Confesso, caro leitor, que já não suporto a novela a propósito da aprovação ou chumbo do Orçamento do Estado. Quase todos nos querem fazer crer que seria terrível se o Presidente da República não tivesse outra alternativa que não fosse a convocação de eleições.
Não partilho desta ansiedade. Há uma crise de ingovernabilidade que não tem solução com a atual composição do Parlamento, sendo inclusive exacerbada pela crispação das lideranças. Ninguém acredita que esta gente desentendida se irá, subitamente, entender. A não ser pelo temor de novas eleições, o que, convenhamos, não é uma razão que nos possa sossegar. E mesmo que reconheçamos o empenho de Marcelo Rebelo de Sousa em manter o status quo, bem sabemos que, no ocaso da sua presidência, já não dispõe da varinha mágica que lhe permita assumir a autoridade como power broker.
O que está em jogo não são as opções ideológicas do Orçamento. A proposta que se conhece já foi modulada pela necessidade que, ciente da sua posição minoritária, Montenegro demonstrou ao adequar as grandes opções às exigências do PS. Neste sentido, a proposta orçamental não difere muito daquela que Fernando Medina teria apresentado, se não tivesse havido dissolução.
O que sucedeu é que o PS mudou de rumo com o novo secretário-geral. Ou seja, um orçamento ‘à Medina’ não satisfaz a dupla Pedro Nuno Santos/Alexandra Leitão. E, sendo assim, não vale a pena perder mais tempo. Que venham então as eleições.
Também é inútil responsabilizar o Chega: se os dois partidos querem fazer de André Ventura um proscrito, dificilmente se podem queixar quando ele age como tal. Se o Chega não conta para a equação parlamentar, a AD não pode ignorar que os seus deputados são em número menor do que os do PS e dos partidos de esquerda, nem pode querer que o proscrito se transforme no seu ‘seguro de vida’.

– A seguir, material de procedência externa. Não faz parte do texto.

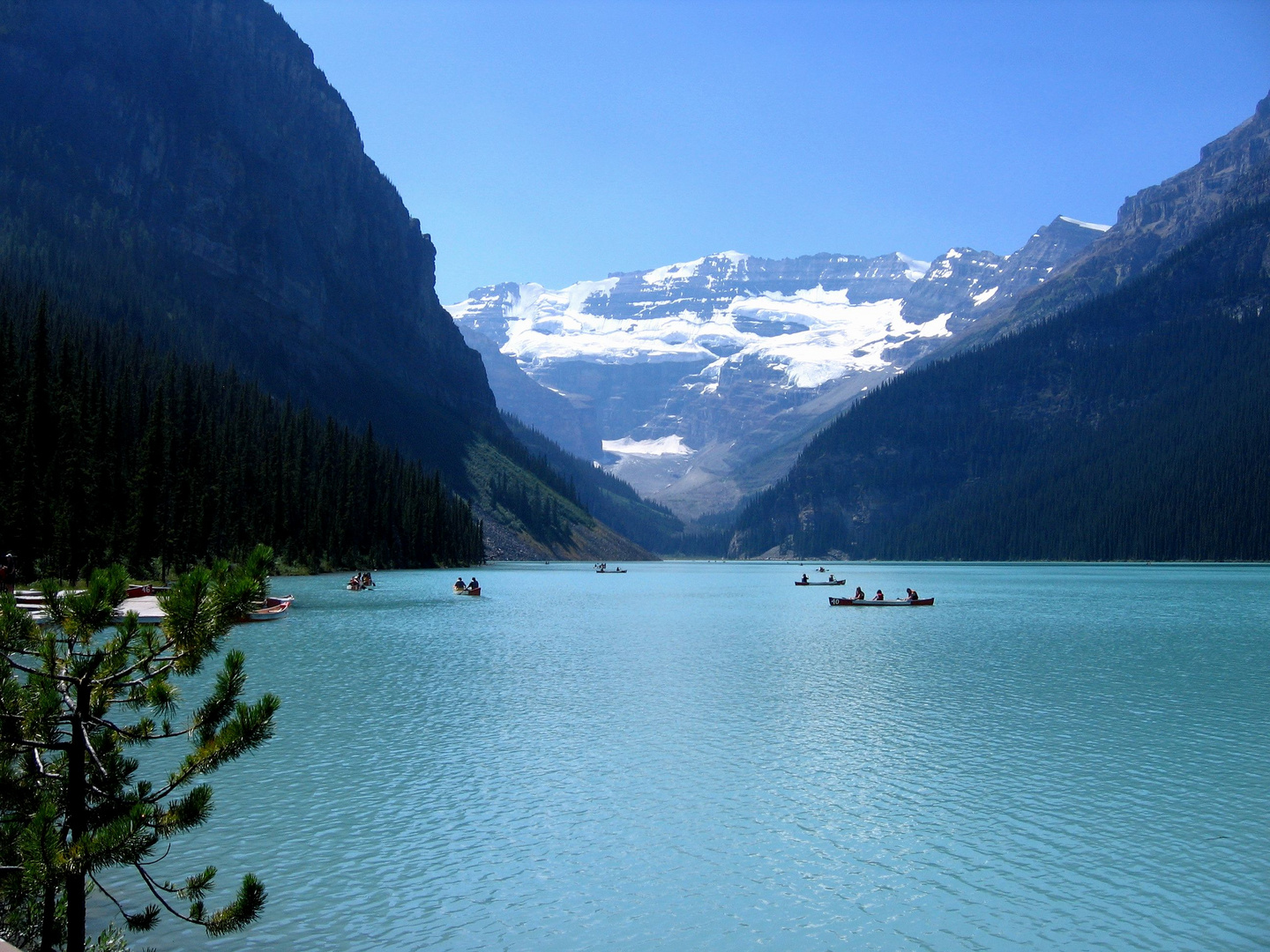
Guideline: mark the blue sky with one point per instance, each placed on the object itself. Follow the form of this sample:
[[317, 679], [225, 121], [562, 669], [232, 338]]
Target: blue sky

As linhas vermelhas do PS a que o PSD se submeteu durante a campanha eleitoral, e que Montenegro tem respeitado, teriam sempre esse custo. Apesar do Parlamento ter uma maioria de direita, a exclusão do Chega da equação resulta em benefício do PS, que não se coibirá nunca de agregar o PCP, o BE e o Livre para construir uma formação mais numerosa do que a da AD, mesmo que esta possa contar com a inconsistente Iniciativa Liberal.
Há quem defenda que o chumbo do Orçamento não implica a dissolução. Esta perspetiva não avalia o custo da ingovernabilidade a que assistimos e do clima pré-eleitoral sem eleições marcadas em que todos os partidos, desde o BE ao Chega, passaram a ser liberais na receita e socialistas corporativos na despesa. Todos querem ou menos impostos (diferindo apenas se deve ser no IRS, IRC ou ISP), ou menos taxas ou portagens. Todos querem distribuir prebendas, aos velhos ou aos novos, aos professores ou aos polícias, aos bombeiros ou aos funcionários judiciais, aos médicos ou aos enfermeiros. Ou a todos. Ora, mesmo que o OE seja aprovado na generalidade, já sabemos que, seja na discussão na especialidade, seja em iniciativas avulsas posteriores de maiorias oportunistas e improváveis, a despesa vai disparar.
Enquanto assistimos pacatamente a esta novela, vemos que o líder socialista tenta resolver o problema da sua nau exigindo aos seus camaradas um voto de silêncio. Dá vontade de chorar, quando nos lembramos que, quando saiu do governo, foi comentador e não se coibiu de criticar António Costa e as suas opções.
Valha-nos o líder do PCP para nos fazer rir, quando diz que o Orçamento se inscreve no processo contrarrevolucionário em curso.